From White Collar to Blue Collar: An Unexpected Journey

Now, you may look around and see two groups here: White collar, blue collar. But I don’t see it that way. And you know why not? Because I am collar-blind.

Michael Scott, The Office

Ever been miserable at a job? I mean truly miserable? So miserable that you’d rather make a living cleaning specks of shit off toilets instead?

I reached that point and then some.

The blurring of lines between work and your personal life. The barrage of calls and texts from higher-ups on holiday weekends. The pressure to come in early, skip lunch, and stay late. Returning from vacation to 1,300 emails.

All hallmarks of today’s white-collar office job. Hard work is rewarded with more work. Your job duties can double during a single meeting. Everything is a five-alarm fire.

I’d had enough. I decided to check my ego at the door and head into blue-collar land. Work was no longer going to be my life. It was going to be a part of it.

I’d fantasized about it for years. Now was the time to actualize. I needed to put my money where my mouth is. In fact, I needed to put $53,000 where my mouth is. That’s how much our household income was poised to drop if I took a job in blue-collar land.

How could my wife and I make this happen logistically?

I was unwilling to compromise on one point: I didn’t want our yearly savings to decrease a single penny. We have a retirement plan, and I’m hell-bent on sticking to it.

Here’s what we did to make this colossal change feasible.

First off, we’re millennials. That means we’ve each been laid off, me more than once. So, we’ve grown pretty good at taking a machete to spending and expenses. We also entered the workforce with liberal arts degrees (oops!) during the Great Recession. Need I say more?

Second, you might recall from a previous post that we had long since frozen our standard of living. To be precise, we’d frozen it at $48,000 a year (with adjustments for cost-of-living increases). That means we could slash our spending without feeling too much pain.

We’d also paid off any and all forms of debt. So, we had only assets and no liabilities.

Now, when I went out searching for a job, I landed one I could walk to. Why? Because I ended up saving roughly $3,000 in a year by not driving. (This is based upon the government’s standard mileage rate of 57.5 cents per mile.)

I also realized cost savings by eliminating my dry cleaning bill (no more suits), getting haircuts less frequently, shaving less, and getting rid of any fitness-related expenditures (no need for this when you’re getting in six miles of cardio per day at your job plus weight lifting and hundreds of squats).

I also now had the most precious commodity of all: time. Time to renegotiate my cable and phone bills. Time to slash my energy use.
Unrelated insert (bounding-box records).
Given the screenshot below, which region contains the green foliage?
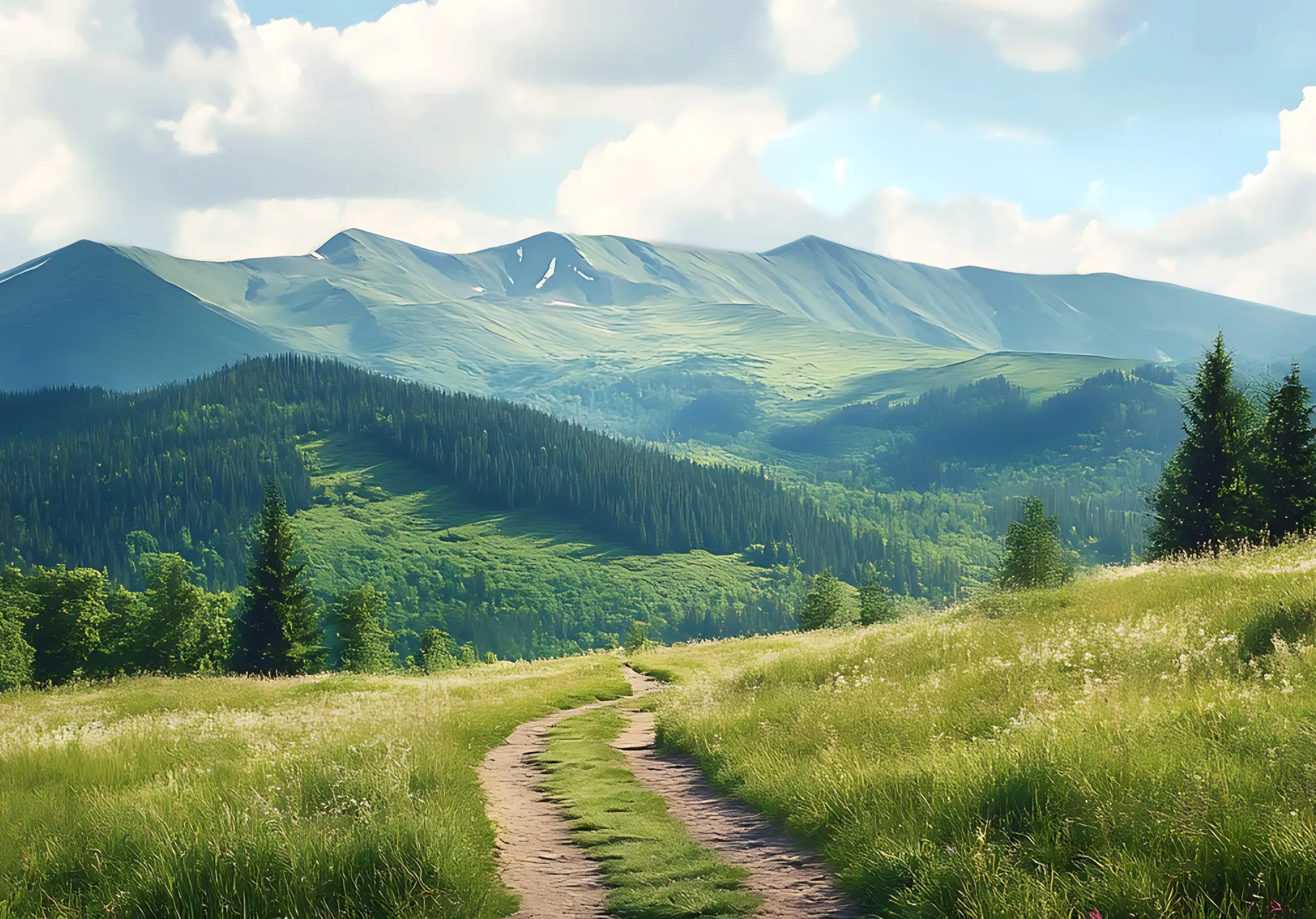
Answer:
[540,708,762,919]
[22,565,111,683]
[233,482,326,676]
[292,435,803,660]
[139,553,233,676]
[329,585,392,673]
[0,355,911,586]
[1254,363,1316,541]
[796,572,846,632]
[859,574,896,626]
[0,566,36,693]
[1148,333,1254,559]
[996,498,1070,590]
[625,619,650,655]
[416,628,459,673]
[0,657,626,919]
[637,543,1316,919]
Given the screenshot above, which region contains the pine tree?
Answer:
[796,572,845,632]
[859,573,896,626]
[1254,363,1316,541]
[996,498,1070,590]
[417,628,457,673]
[1148,333,1253,559]
[329,585,393,673]
[233,481,325,676]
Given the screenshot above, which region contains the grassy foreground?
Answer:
[0,657,628,918]
[540,707,762,919]
[636,543,1316,919]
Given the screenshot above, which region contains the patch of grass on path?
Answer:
[541,708,762,919]
[0,657,626,919]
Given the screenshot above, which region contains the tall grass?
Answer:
[0,657,628,918]
[637,544,1316,919]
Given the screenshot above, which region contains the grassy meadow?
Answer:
[0,656,629,918]
[634,543,1316,919]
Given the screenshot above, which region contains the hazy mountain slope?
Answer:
[0,241,283,389]
[0,230,1316,408]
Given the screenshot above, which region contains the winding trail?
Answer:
[480,666,865,919]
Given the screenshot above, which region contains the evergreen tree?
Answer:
[796,572,845,632]
[626,619,649,655]
[24,565,111,683]
[859,573,896,626]
[1255,363,1316,541]
[1148,332,1253,559]
[329,585,393,673]
[417,628,457,673]
[996,498,1070,590]
[233,481,325,676]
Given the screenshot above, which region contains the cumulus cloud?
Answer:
[172,197,550,259]
[0,0,1316,309]
[770,0,859,74]
[899,0,1150,72]
[558,87,1316,312]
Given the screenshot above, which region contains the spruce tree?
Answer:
[1255,363,1316,541]
[329,585,393,673]
[233,481,325,676]
[416,628,458,673]
[796,572,845,632]
[859,573,896,626]
[1148,332,1253,559]
[996,498,1070,590]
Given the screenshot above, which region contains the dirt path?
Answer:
[612,668,865,919]
[479,668,661,919]
[479,668,863,919]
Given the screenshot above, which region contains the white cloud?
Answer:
[558,93,820,247]
[769,0,859,74]
[170,197,549,261]
[558,87,1316,312]
[898,0,1150,72]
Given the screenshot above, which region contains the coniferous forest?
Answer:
[0,355,890,587]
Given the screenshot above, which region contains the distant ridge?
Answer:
[0,229,1316,399]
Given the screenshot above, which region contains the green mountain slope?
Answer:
[0,230,1316,426]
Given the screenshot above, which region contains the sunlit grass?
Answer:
[0,657,628,916]
[637,544,1316,919]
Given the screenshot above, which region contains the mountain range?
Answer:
[0,229,1316,434]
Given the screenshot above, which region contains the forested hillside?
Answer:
[0,357,891,586]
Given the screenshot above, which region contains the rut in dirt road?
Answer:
[479,668,865,919]
[612,674,866,919]
[479,668,661,919]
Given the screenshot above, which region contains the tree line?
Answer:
[0,482,476,690]
[1148,333,1316,559]
[0,355,921,587]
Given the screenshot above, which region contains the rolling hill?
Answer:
[0,230,1316,439]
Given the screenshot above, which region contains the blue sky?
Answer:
[0,0,1316,310]
[241,0,1316,226]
Time to cancel old magazine subscriptions. Time to consolidate all my old 401K accounts and get all our money “working” for us. Time to find coupons and cut our grocery bill by $150 a month. Time to day trade. Time to start side hustles, like taking surveys online for money. Time to use money-saving apps like Ibotta and Fetch. Time to take advantage of discounts for switching bills to autopay and paperless.

I also selectively worked overtime and got paid time-and-a-half (a new concept to a salaried office worker like me).

I also fell into a lower tax bracket because of my income level drop and enjoyed further tax benefits by maxing out my 401K and my IRA. (My wife maxed out her IRA, too, and even upped her contributions to her work retirement plan.)

And here is the biggest money saver.

When you’re miserable at work, you spend money to justify why you’re putting yourself through misery. With my lot improving, I didn’t feel the need to spend and spend. We could go weeks without shelling out a discretionary dime.

So, did all of the above close the $53,000 gap? No. But it significantly narrowed it.

In fact, we saved more during my first year in blue-collar land than we ever had before. Final year in white-collar land: $38,000. First year in blue-collar land: $45,000.

Not to shabby, right? Fantasy to reality!

And now I’m night-and-day happier and able to be present for my wife and daughter.

Suck on that, system.

Frugal Tip: If you have warm leftovers after a meal, don’t put them in the fridge right away. Let them cool down first. Why make your fridge suck up energy to cool itself down after you put piping hot casserole in it?

Well, fuck.

2 thoughts on “From White Collar to Blue Collar: An Unexpected Journey

  1. I’ve definitely felt this. The idea of going to work, doing the job and going home vs. A mystery day of anything goes has been frustrating. My job also deals with solving other people’s problems, which never end. Probably why in my free time I’m always coming up with creative projects to get that sense of accomplishment. I’m looking forward to following you on this journey.

    Like

    1. Alex, it’s great to hear from you! There’s certainly minuses to working in the blue-collar world, but I feel they are eclipsed by the benefits. Namely my sanity. I, too, have to get my creative juices flowing with projects outside of work. I suppose this blog is one manifestation of that.

      Thanks so much for reading. It means a lot to me.